The boiler has been adjusted twice since then. According to Monte, the service tech, the last adjustment(10/28) was incorrect for the AFll 150 gun.
I'm thinking, Monte will be the go to guy for future tuneups and repairs.
We'll see what happens when the exterior temps get into the low 20's and the teens.
Thanks to the informative posts here, I have a better sense of at least some information about this boiler and can ask some relavent questions of the service guys.
Thanks.
Ron

beenthere 12-04-2008 04:18 PM

The "0" is your smoke reading.
The "1" is your over fire draft.
The "350" is stack temp.
The "11" os CO2.

With those readings. You had too much combustion air.

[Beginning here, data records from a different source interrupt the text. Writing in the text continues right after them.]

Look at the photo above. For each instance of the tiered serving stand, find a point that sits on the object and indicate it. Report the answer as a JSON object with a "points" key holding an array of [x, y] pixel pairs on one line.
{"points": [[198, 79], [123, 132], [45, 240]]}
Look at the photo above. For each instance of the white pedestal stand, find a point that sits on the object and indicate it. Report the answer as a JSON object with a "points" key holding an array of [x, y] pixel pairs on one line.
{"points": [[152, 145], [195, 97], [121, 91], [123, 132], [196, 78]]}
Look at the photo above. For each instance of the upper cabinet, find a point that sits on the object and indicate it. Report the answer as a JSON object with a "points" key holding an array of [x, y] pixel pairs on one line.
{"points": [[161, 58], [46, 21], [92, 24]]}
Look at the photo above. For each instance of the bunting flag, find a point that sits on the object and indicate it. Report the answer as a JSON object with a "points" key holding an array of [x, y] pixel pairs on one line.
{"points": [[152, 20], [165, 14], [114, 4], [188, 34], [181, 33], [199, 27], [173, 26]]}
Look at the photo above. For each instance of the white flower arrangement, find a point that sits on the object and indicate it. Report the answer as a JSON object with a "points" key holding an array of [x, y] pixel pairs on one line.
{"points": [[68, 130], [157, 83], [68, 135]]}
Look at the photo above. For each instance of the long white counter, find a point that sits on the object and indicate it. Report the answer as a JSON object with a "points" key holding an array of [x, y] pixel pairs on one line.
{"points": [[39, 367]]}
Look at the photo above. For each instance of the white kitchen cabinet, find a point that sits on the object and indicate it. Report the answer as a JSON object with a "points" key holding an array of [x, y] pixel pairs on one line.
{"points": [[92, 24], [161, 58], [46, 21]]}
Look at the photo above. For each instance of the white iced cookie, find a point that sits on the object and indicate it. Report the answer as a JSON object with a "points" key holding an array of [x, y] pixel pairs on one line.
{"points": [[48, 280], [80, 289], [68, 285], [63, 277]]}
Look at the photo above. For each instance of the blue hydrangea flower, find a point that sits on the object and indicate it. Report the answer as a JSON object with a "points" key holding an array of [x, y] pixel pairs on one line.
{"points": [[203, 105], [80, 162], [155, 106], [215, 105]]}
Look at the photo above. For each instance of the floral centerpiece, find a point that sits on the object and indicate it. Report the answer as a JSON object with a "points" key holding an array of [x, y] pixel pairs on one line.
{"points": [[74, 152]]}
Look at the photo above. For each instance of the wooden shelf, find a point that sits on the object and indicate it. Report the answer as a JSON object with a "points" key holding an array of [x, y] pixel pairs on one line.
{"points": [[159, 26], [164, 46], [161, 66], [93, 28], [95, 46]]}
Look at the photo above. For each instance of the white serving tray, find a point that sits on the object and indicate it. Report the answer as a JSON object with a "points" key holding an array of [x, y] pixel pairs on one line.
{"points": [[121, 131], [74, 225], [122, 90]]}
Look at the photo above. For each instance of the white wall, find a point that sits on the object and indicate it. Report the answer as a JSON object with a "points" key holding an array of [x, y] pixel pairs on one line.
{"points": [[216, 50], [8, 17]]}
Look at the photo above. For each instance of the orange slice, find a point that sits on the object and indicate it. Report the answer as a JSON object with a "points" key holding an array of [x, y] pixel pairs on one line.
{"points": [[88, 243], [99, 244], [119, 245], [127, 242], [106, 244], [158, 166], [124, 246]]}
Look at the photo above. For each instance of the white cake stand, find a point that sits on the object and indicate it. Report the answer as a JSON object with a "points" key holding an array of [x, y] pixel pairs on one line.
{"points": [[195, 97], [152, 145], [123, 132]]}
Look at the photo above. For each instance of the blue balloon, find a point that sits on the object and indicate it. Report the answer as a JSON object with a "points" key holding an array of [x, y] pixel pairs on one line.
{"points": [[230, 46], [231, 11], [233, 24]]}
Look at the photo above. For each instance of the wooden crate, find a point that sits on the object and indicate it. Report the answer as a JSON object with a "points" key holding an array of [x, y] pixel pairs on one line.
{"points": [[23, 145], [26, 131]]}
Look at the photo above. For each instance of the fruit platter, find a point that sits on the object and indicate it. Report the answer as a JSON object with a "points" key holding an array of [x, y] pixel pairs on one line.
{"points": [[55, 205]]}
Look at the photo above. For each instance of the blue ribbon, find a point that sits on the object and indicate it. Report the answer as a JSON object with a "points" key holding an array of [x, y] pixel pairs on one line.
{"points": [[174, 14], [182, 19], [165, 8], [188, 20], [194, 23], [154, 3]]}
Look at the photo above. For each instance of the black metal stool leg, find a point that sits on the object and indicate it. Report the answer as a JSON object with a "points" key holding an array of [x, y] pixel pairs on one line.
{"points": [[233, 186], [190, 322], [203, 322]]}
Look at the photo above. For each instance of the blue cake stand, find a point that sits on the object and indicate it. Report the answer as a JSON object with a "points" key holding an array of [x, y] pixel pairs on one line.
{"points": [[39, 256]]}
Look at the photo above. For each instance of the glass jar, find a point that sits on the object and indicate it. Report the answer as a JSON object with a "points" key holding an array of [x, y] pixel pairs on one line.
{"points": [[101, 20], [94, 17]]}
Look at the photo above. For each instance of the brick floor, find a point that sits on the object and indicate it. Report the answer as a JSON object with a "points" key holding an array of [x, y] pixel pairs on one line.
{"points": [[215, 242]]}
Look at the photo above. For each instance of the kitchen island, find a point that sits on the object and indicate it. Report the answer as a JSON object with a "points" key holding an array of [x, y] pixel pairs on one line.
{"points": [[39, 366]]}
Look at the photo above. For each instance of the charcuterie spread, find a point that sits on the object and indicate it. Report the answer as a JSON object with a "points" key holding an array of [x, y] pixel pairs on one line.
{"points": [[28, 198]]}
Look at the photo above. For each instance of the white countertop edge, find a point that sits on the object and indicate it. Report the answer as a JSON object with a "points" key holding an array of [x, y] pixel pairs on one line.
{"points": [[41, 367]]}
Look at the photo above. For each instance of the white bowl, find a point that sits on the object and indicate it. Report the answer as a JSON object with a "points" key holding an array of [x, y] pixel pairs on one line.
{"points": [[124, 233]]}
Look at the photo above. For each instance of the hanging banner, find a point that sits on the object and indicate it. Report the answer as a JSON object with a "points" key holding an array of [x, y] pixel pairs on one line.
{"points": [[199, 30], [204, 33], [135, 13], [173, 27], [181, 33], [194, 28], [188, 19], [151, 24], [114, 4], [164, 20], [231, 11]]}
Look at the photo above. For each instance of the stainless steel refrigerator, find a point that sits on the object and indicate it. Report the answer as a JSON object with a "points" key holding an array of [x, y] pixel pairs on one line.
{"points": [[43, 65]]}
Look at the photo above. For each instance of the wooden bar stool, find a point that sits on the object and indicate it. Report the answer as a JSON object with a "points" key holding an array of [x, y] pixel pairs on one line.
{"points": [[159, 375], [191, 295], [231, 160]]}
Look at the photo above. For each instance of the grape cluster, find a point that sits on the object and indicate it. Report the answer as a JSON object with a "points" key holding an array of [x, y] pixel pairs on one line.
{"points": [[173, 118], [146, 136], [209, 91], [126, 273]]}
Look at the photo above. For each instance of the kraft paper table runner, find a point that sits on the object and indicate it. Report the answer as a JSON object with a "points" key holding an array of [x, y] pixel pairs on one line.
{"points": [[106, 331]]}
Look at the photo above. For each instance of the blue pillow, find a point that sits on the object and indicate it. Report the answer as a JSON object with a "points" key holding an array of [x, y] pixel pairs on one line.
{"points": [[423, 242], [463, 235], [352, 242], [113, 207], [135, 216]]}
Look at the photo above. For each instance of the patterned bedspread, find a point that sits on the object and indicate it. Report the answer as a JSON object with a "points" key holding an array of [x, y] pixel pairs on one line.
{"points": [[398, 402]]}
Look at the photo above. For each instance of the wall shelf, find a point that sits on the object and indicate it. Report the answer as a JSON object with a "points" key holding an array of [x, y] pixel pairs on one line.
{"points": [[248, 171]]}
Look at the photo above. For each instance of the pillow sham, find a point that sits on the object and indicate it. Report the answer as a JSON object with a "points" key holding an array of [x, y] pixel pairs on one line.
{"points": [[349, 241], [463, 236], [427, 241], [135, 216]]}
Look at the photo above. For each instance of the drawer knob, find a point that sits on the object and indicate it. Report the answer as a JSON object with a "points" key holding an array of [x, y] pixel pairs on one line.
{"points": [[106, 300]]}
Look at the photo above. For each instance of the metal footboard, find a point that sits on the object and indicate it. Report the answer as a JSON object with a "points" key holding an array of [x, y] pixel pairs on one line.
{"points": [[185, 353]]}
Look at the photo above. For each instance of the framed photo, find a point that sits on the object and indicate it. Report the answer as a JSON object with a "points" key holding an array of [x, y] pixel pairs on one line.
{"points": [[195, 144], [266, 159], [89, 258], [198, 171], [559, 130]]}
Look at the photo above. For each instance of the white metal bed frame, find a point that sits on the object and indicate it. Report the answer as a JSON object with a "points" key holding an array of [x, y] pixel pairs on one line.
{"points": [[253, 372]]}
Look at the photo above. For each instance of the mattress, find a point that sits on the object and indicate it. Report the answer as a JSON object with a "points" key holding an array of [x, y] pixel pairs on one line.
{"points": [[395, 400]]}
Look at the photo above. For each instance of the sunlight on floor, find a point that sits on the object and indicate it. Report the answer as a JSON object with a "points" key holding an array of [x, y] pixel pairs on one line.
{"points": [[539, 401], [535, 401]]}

Ron6519 12-04-2008 04:35 PM

Quote:

Originally Posted by beenthere (Post 193842)
The "0" is your smoke reading.
The "1" is your over fire draft.
The "350" is stack temp.
The "11" os CO2.

With those readings. You had too much combustion air.

I'm finding out these direct vent/intake boilers are very sensitive to tuneup adjustments, far more so then the old basement air intake I used to have.
Ron

beenthere 12-05-2008 04:48 AM

Yes they are.
Unfortunately, some techs don't seem to understand that.

Ron6519 12-05-2008 06:54 AM

Quote:

Originally Posted by beenthere (Post 194145)
Yes they are.
Unfortunately, some techs don't seem to understand that.

Well, so far so good. Woke up to the set 55 degrees and the boiler started right up when the thermostat was raised to 68. Outside temps are 28 degrees.